このエントリを書くにあたり、ざっと松岡さんの該当エントリを読み返していたとき、全然違う文脈でちょうど今朝スコラ哲学という言葉に再び触れていたのを思い出しました。
佐藤優さんと斎藤環さんの対談本「反知性主義ファシズム」です。
最近の自分の中でのホットワードが「反知性主義」なのです。
僕がここ数年でとくに強くなったと感じているのが、反知性主義的な「過ごしづらさ」です。
反知性主義的な政治、反知性主義的な民衆。
先日の百田直樹さんの沖縄発言に関する批判を見ても、反知性主義的な空気を強く感じました。
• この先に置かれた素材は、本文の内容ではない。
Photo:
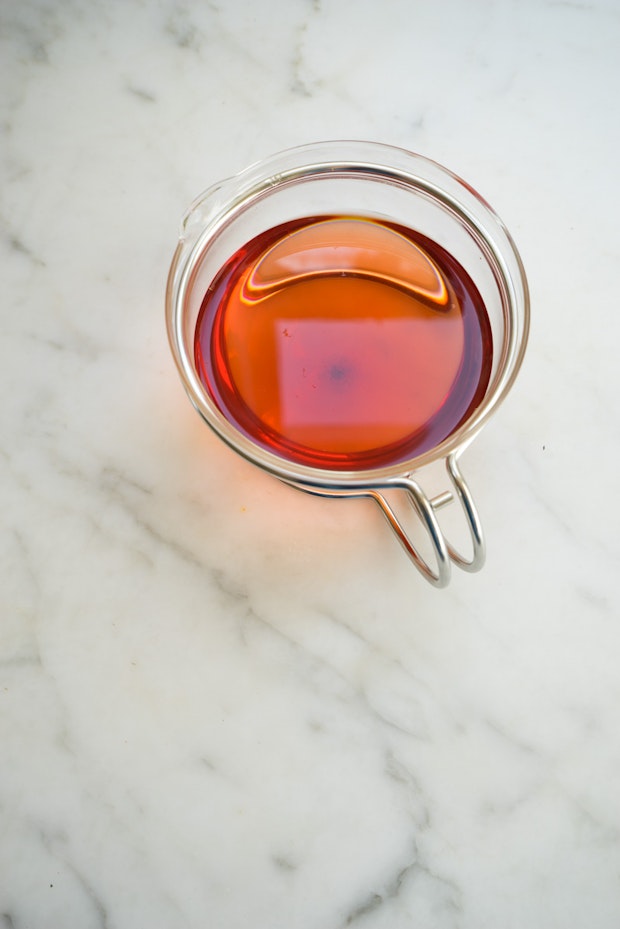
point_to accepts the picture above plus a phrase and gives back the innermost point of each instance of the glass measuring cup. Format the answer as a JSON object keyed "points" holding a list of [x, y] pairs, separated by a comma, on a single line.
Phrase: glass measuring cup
{"points": [[397, 190]]}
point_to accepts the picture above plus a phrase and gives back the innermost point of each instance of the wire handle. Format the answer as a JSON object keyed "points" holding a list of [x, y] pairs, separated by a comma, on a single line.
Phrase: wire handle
{"points": [[426, 509]]}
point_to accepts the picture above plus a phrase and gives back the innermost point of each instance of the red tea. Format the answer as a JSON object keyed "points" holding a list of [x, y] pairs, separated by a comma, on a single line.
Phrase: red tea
{"points": [[344, 342]]}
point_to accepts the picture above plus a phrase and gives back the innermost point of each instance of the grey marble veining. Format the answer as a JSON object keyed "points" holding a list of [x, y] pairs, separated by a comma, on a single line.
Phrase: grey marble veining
{"points": [[224, 703]]}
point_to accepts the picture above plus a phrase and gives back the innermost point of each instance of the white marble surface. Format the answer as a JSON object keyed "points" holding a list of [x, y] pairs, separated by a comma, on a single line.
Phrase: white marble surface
{"points": [[226, 704]]}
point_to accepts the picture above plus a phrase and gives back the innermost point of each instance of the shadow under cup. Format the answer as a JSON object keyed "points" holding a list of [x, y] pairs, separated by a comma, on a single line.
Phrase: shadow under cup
{"points": [[396, 190]]}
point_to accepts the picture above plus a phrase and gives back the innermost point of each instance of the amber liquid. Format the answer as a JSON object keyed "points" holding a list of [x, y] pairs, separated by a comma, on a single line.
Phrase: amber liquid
{"points": [[344, 342]]}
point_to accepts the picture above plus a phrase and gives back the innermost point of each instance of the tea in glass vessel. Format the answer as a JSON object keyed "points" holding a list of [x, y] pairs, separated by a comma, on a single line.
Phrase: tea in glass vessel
{"points": [[344, 314]]}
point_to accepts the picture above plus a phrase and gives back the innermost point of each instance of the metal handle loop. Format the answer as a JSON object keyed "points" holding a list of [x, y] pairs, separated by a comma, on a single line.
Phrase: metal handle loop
{"points": [[444, 552]]}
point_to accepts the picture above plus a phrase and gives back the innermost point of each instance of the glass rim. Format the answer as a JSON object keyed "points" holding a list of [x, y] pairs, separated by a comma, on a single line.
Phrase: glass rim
{"points": [[217, 207]]}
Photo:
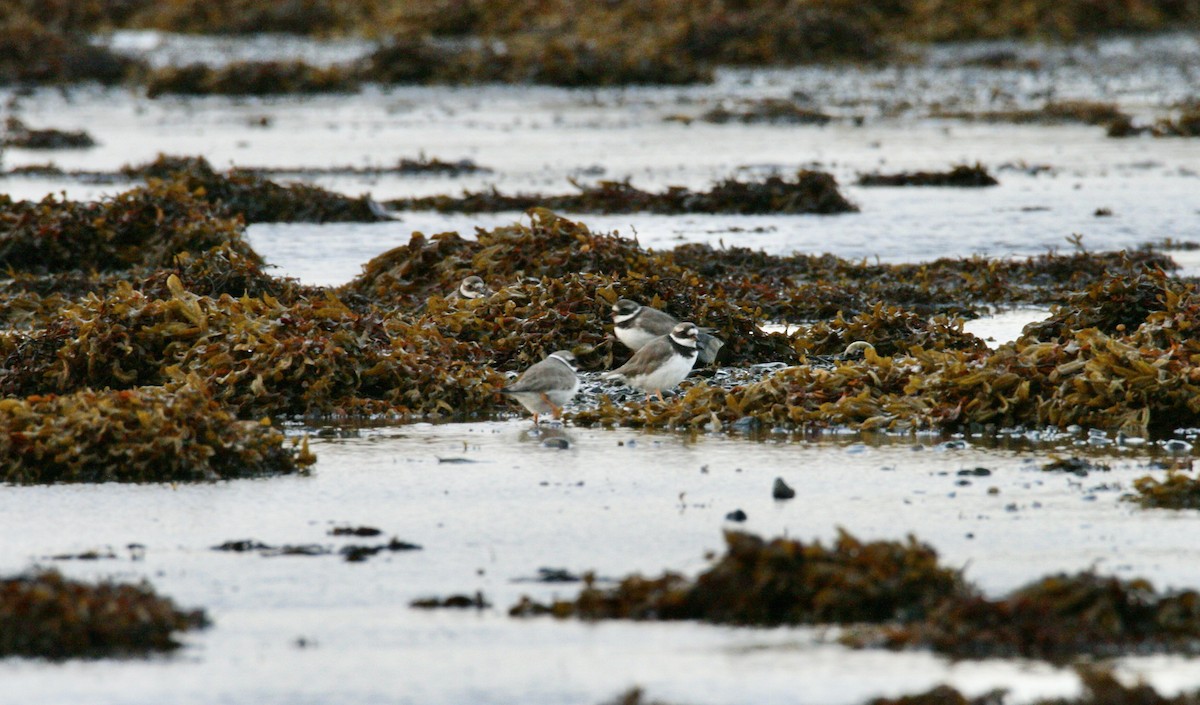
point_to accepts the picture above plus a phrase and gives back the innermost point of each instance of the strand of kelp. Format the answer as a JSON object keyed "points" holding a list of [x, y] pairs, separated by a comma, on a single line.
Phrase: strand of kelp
{"points": [[897, 595], [1114, 355]]}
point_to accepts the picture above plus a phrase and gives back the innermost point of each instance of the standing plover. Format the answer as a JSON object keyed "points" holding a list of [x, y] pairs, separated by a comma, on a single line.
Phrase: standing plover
{"points": [[547, 385], [637, 325], [663, 362], [471, 288]]}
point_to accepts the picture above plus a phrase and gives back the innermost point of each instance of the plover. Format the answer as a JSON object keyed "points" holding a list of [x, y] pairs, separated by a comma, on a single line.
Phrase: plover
{"points": [[663, 362], [547, 385], [471, 288], [637, 325]]}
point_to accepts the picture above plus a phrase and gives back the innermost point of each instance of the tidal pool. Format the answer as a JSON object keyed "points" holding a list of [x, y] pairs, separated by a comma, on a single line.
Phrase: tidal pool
{"points": [[490, 505]]}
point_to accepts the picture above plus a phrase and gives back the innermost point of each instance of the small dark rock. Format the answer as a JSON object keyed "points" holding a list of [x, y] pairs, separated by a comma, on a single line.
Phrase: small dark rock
{"points": [[454, 601], [975, 472], [354, 531], [557, 576], [243, 546]]}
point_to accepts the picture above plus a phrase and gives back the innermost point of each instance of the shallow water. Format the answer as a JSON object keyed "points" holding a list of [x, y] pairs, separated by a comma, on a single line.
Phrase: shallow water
{"points": [[619, 501], [615, 502]]}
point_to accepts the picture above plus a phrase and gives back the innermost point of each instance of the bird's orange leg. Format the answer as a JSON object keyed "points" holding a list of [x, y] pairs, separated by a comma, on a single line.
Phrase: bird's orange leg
{"points": [[555, 409]]}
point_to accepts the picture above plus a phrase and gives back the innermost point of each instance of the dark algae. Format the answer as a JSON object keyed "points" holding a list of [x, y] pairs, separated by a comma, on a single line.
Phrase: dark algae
{"points": [[148, 434], [969, 176], [563, 42], [898, 595], [46, 615], [1177, 490], [157, 283], [809, 192]]}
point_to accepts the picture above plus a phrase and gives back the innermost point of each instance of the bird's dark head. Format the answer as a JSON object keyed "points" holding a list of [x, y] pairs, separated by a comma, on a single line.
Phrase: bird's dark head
{"points": [[625, 308], [685, 333]]}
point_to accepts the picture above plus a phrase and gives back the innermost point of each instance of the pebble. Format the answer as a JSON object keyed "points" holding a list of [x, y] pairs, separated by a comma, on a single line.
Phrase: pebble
{"points": [[781, 490]]}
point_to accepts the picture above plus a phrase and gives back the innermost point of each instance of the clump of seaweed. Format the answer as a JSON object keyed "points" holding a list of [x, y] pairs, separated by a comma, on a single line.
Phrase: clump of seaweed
{"points": [[1059, 618], [888, 330], [1051, 113], [1114, 305], [250, 78], [31, 52], [1099, 687], [810, 192], [145, 226], [780, 582], [963, 175], [45, 615], [18, 134], [901, 597], [149, 434], [1177, 490], [771, 110], [259, 356], [556, 284], [255, 198]]}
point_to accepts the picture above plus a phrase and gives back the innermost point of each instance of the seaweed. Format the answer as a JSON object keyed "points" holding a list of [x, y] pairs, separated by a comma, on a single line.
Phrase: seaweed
{"points": [[1050, 113], [1099, 686], [810, 192], [21, 136], [151, 434], [899, 596], [34, 53], [258, 355], [148, 226], [561, 42], [256, 199], [45, 615], [1059, 618], [1176, 490], [963, 176], [780, 582]]}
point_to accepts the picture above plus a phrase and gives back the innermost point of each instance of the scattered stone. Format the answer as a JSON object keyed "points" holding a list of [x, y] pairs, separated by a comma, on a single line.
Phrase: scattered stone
{"points": [[453, 602], [354, 531], [360, 553], [975, 472]]}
特に、2014年くらいからの日本を見るのに最も必要な視点なのかなあと思っています。
反知性主義的な風潮の研究。
それが目下の僕の注目トピックだったりします。
と、久しぶりに構成も考えず、連想ゲームで文字を繋いで行こうとしたら、こんなことになってしまいました。
文章に取り留めがなくなってきたので、この辺で自主規制に乗り出したいと思います。

自主規制ついでに、縛りの非常に強い定型句を一つ。
五・七・五の文字数制限に加え、上から読んでも下から読んでも意味が通じるという回文のルールを守った川柳を一つ紹介します。
<ダメ男子 モテ期が来ても 死んだ目だ>
自粛ではなく、制限の中で思い切りはじけるという、そんな「粋」な洒落っ気が必要だと思う今日この頃です。